“The wise nourish life by flowing with the four seasons and adapting to cold or heat, by harmonizing joy and anger in a tranquil dwelling, by balancing yin and yang, and what is hard and soft. So it is that dissolute evil cannot reach the man of wisdom, and he will be witness to a long life.” – Huangdi Neijing Suwen
Take cues from Mother Nature this winter. It’s cold and dark, so slow down, stay inside, and rest. The ancient Chinese believed that human beings should live in harmony with the natural cycles of their environment.
In nature, winter represents yin; it is inactive, cold and damp. Reflect on your health and consolidate your qithroughout the season to prepare for the spring renewal and rise in energy. In traditional Chinese medicine, the kidneys are considered the source of all energy within the body. They store the reserve qi so that it can be used in times of stress, fear and change, or to heal and prevent illness. With the harsh elements of a Wisconsin winter, your qi can easily become depleted, so nourish your kidneys to preserve your qi and prevent an imbalance in your body.

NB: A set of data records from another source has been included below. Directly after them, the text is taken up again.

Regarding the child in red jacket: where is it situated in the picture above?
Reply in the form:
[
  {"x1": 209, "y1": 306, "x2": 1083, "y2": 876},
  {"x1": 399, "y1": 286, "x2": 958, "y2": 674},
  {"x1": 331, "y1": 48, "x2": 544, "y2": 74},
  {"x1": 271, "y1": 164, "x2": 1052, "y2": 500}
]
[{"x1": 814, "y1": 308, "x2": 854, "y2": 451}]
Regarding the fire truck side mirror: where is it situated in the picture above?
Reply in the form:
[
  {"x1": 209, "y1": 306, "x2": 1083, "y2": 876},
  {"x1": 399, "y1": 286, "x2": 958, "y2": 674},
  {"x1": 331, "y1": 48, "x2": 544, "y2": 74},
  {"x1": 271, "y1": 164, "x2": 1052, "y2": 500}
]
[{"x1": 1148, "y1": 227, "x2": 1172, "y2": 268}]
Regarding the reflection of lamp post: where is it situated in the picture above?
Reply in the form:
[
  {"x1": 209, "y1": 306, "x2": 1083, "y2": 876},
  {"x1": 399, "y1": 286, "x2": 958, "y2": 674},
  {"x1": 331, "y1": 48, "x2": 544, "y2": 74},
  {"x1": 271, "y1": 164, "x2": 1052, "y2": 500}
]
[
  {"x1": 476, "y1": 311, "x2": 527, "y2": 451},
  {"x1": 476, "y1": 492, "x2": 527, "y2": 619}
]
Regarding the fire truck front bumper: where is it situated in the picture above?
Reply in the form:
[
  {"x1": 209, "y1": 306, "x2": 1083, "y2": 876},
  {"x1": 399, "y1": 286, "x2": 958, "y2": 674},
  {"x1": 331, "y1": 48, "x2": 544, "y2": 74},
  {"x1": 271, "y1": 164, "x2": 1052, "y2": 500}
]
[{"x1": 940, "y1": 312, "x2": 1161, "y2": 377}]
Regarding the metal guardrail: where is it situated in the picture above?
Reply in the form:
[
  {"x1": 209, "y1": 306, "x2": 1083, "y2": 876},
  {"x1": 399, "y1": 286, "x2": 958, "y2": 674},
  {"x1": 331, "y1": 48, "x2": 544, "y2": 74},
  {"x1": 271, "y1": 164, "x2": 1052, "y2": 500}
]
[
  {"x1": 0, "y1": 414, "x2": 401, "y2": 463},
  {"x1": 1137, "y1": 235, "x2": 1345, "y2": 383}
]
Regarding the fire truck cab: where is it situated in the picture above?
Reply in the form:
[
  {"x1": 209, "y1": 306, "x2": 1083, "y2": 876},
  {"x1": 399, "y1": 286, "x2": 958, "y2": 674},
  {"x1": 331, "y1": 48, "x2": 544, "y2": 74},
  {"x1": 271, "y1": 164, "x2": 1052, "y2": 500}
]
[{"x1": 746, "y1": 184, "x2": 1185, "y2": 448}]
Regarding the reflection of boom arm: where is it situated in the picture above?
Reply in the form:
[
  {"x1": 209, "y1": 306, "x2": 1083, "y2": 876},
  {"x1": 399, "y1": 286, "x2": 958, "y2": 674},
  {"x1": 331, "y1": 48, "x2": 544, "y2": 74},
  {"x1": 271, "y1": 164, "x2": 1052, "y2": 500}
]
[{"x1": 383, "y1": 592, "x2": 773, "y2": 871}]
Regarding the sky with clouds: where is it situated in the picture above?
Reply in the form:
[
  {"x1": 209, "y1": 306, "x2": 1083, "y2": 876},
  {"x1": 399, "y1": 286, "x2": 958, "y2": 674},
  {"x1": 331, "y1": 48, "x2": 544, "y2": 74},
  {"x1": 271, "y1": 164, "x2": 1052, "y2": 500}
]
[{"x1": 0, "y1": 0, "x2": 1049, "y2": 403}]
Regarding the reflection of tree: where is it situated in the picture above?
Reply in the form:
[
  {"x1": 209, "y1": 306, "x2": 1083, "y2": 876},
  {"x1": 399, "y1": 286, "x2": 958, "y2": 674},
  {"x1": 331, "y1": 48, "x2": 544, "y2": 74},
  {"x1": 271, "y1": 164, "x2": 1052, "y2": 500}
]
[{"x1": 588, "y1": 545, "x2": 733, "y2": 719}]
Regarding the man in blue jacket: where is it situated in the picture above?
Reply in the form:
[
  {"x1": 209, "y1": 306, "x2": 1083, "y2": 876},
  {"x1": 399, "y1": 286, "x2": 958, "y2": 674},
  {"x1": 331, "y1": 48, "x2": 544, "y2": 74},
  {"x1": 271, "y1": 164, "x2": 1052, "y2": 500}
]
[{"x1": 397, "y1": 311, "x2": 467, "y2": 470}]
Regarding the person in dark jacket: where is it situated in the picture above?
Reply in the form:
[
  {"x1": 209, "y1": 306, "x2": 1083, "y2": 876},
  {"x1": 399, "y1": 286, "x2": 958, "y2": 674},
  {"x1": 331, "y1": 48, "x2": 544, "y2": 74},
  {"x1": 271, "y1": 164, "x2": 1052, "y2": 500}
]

Winter is also ruled by the water element, which is associated with the kidneys, bladder and adrenal glands. A few common symptoms associated with imbalances in water are:
- Lower back pain
- Knee pain and weakness
- Problems with urinary retention
- Fatigue and shortness of breath
- Vertigo or dizziness
- Sexual problems
- Anxiety and excessive fear
- High blood pressure and/or occipital headaches
- Inflexibility and resistance to change
Sources: Acufinder, Five Element Healing
While 8 Branches doesn’t suggest going into total hibernation, it is good idea to slow down your normal routine and succumb to your feelings of lethargy. Above all, listen to your body and nurture!